Re: an observation and proposal about hyphenation codes

2024-08-06 Thread Dave Kemper
On Wed, Jul 31, 2024 at 11:51 PM Werner LEMBERG  wrote:
> > However, in the meantime, meaning for groff 1.24, I propose to move
> > `hcode` definitions to where they make more sense: the character set
> > macro files "koi8-r.tmac", "latin1.tmac", "latin2.tmac", and
> > "latin9.tmac".  (If/when I do that, I'll need to update the
> > "tmac/LOCALIZATION" file accordingly.)
>
> Probably a good idea.  The few cases where this has to be changed
> (classical example: Turkish needs 'İ' mapped to 'i' and 'I' mapped to
> 'ı') can be overridden in a language-specific hyphenation setup.

This change was made in commit 0629380a9
(http://git.savannah.gnu.org/cgit/groff.git/commit/?id=0629380a9).
But it doesn't seem to be the right solution, because now hyphenation
varies depending on output format.  This surely can't be the intent.

$ cat test.59397
.hy 4
.ll 1u
resume
r\['e]sum\['e]
$ groff --version | head -1
GNU groff version 1.23.0.1624-4d251-dirty
$ groff -Wbreak -Tlatin1 test.59397 | cat -s
re-
sume
ré-
sumé

$ groff -Wbreak -a test.59397

re
sume
r<'e>sum<'e>



Re: an observation and proposal about hyphenation codes

2024-08-06 Thread G. Branden Robinson
At 2024-08-06T08:41:49-0500, Dave Kemper wrote:
> On Wed, Jul 31, 2024 at 11:51 PM Werner LEMBERG  wrote:
> > > However, in the meantime, meaning for groff 1.24, I propose to move
> > > `hcode` definitions to where they make more sense: the character set
> > > macro files "koi8-r.tmac", "latin1.tmac", "latin2.tmac", and
> > > "latin9.tmac".  (If/when I do that, I'll need to update the
> > > "tmac/LOCALIZATION" file accordingly.)
> >
> > Probably a good idea.  The few cases where this has to be changed
> > (classical example: Turkish needs 'İ' mapped to 'i' and 'I' mapped to
> > 'ı') can be overridden in a language-specific hyphenation setup.
> 
> This change was made in commit 0629380a9
> (http://git.savannah.gnu.org/cgit/groff.git/commit/?id=0629380a9).
> But it doesn't seem to be the right solution, because now hyphenation
> varies depending on output format.  This surely can't be the intent.
> 
> $ cat test.59397
> .hy 4
> .ll 1u
> resume
> r\['e]sum\['e]
> $ groff --version | head -1
> GNU groff version 1.23.0.1624-4d251-dirty
> $ groff -Wbreak -Tlatin1 test.59397 | cat -s
> re-
> sume
> ré-
> sumé
> 
> $ groff -Wbreak -a test.59397
> 
> re
> sume
> r<'e>sum<'e>

I'm thinking this has more to do with line length handling than
hyphenation; `-ww` before `-Wbreak` might have helped.

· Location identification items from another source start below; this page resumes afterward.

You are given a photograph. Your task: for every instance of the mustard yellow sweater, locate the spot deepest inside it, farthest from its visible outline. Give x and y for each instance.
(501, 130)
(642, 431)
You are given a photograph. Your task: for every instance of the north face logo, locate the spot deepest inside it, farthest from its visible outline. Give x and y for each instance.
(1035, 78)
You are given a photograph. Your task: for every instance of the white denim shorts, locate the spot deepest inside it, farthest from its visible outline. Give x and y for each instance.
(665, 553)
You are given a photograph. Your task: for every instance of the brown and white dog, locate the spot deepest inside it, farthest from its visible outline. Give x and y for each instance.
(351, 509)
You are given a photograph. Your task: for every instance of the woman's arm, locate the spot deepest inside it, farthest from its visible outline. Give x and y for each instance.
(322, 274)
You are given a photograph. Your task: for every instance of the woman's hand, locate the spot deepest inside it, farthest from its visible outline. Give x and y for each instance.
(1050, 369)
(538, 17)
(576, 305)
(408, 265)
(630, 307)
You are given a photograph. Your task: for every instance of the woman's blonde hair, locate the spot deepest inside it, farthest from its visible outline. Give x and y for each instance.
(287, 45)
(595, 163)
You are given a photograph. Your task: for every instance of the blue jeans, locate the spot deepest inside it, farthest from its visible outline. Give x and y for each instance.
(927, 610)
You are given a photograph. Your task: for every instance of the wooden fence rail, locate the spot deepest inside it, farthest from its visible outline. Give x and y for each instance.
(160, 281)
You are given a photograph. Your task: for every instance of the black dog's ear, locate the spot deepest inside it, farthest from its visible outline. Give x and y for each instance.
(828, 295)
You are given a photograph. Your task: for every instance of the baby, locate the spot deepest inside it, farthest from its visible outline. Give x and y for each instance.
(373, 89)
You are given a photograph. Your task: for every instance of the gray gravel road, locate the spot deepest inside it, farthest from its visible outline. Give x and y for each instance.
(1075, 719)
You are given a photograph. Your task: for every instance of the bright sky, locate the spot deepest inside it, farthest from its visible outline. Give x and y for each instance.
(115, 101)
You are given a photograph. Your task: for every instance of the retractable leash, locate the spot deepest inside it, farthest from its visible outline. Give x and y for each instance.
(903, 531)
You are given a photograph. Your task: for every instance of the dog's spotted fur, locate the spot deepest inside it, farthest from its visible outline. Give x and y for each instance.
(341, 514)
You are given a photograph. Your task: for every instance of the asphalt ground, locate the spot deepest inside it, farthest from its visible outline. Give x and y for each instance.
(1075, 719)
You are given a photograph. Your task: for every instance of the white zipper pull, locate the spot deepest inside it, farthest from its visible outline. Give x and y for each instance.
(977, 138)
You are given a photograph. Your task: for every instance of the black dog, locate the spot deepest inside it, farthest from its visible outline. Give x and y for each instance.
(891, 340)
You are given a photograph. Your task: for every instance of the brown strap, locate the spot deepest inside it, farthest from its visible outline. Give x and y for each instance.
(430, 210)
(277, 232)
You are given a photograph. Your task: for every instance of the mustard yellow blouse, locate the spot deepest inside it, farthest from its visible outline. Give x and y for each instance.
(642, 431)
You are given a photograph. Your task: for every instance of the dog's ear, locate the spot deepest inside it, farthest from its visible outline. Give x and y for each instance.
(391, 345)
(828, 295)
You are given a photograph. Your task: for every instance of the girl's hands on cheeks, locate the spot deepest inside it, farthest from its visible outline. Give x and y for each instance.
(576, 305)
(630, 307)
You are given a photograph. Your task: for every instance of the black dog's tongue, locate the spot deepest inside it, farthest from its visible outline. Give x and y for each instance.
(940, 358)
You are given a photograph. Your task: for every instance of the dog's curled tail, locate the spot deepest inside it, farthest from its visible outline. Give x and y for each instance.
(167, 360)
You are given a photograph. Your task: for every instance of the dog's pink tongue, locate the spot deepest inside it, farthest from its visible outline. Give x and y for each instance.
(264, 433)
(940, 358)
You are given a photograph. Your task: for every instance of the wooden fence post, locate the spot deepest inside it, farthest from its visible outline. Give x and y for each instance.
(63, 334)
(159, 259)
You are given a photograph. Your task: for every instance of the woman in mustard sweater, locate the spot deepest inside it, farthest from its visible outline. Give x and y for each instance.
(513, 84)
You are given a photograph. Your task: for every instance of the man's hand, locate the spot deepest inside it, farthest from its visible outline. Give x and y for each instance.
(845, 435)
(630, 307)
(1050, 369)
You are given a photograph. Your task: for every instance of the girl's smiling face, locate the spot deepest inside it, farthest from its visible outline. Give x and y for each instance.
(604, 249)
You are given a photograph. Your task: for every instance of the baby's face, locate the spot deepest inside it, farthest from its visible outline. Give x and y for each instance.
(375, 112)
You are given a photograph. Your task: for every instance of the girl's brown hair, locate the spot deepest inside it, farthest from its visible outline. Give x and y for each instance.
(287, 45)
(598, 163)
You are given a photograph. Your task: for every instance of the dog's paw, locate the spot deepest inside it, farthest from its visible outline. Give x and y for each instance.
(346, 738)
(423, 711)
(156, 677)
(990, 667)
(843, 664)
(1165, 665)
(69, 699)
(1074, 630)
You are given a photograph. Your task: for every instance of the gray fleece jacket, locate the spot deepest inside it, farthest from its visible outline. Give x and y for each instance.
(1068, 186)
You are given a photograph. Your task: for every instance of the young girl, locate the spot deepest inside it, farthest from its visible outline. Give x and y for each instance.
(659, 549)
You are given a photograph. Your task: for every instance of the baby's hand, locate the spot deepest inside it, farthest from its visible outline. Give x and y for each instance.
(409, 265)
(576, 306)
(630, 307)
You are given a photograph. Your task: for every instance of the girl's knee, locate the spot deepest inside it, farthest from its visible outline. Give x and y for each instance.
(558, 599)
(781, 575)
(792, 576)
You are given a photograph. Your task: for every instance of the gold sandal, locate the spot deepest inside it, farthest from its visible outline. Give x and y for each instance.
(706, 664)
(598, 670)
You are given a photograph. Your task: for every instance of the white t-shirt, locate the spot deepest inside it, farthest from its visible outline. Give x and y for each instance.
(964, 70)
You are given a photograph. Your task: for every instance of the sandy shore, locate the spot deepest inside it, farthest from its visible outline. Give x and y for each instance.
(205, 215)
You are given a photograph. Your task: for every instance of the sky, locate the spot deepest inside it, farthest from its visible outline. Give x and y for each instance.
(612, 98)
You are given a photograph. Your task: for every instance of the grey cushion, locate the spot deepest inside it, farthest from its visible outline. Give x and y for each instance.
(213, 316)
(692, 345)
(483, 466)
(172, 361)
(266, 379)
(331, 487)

And the line length will of course have a big impact on where
hyphenation breaks occur.

But as it happens I can't reproduce this misbehavior anyway.

$ cat EXPERIMENTS/resume-special.groff
.ec @
.ll 1u
r@['e]sum@['e]
.hcode @['e] e
r@['e]sum@['e]
.hcode @['E] @['e]
R@['E]SUM@['E]
.pl @n[nl]u

(The changed escape character is because the foregoing is the basis of a
regression test; it gets stuff into a shell variable assignment, and I
am fearful of Unix shell vendors not getting backslash handling correct
or consistent.)

$ ./build/test-groff -Tutf8 -ww -Wbreak EXPERIMENTS/resume-special.groff
troff:EXPERIMENTS/resume-special.groff:2: warning: setting computed line length 
0u to device horizontal motion quantum
ré‐
sumé
ré‐
sumé
RÉ‐
SUMÉ
$ ./build/test-groff -Tps -a -ww -Wbreak EXPERIMENTS/resume-special.groff

r<'e>sum<'e>
r<'e>
sum<'e>
R<'E>
SUM<'E>

I'm running my working copy, of course, but that hasn't changed much
since I pushed.

99a5af3c7 (HEAD -> master) ChangeLog: Add bug-closer for old entry.
4d2514bd4 (origin/master, origin/HEAD) [docs]: Fix content, style, and markup 
nits.

Can you reproduce my results above, using my input and command lines?

Regards,
Branden


signature.asc
Description: PGP signature


Re: an observation and proposal about hyphenation codes

2024-08-06 Thread Dave Kemper
On Tue, Aug 6, 2024 at 9:48 AM G. Branden Robinson
 wrote:
> I'm thinking this has more to do with line length handling than
> hyphenation; `-ww` before `-Wbreak` might have helped.

I'm half-certain it has to do with when latin1.tmac is loaded and when it isn't.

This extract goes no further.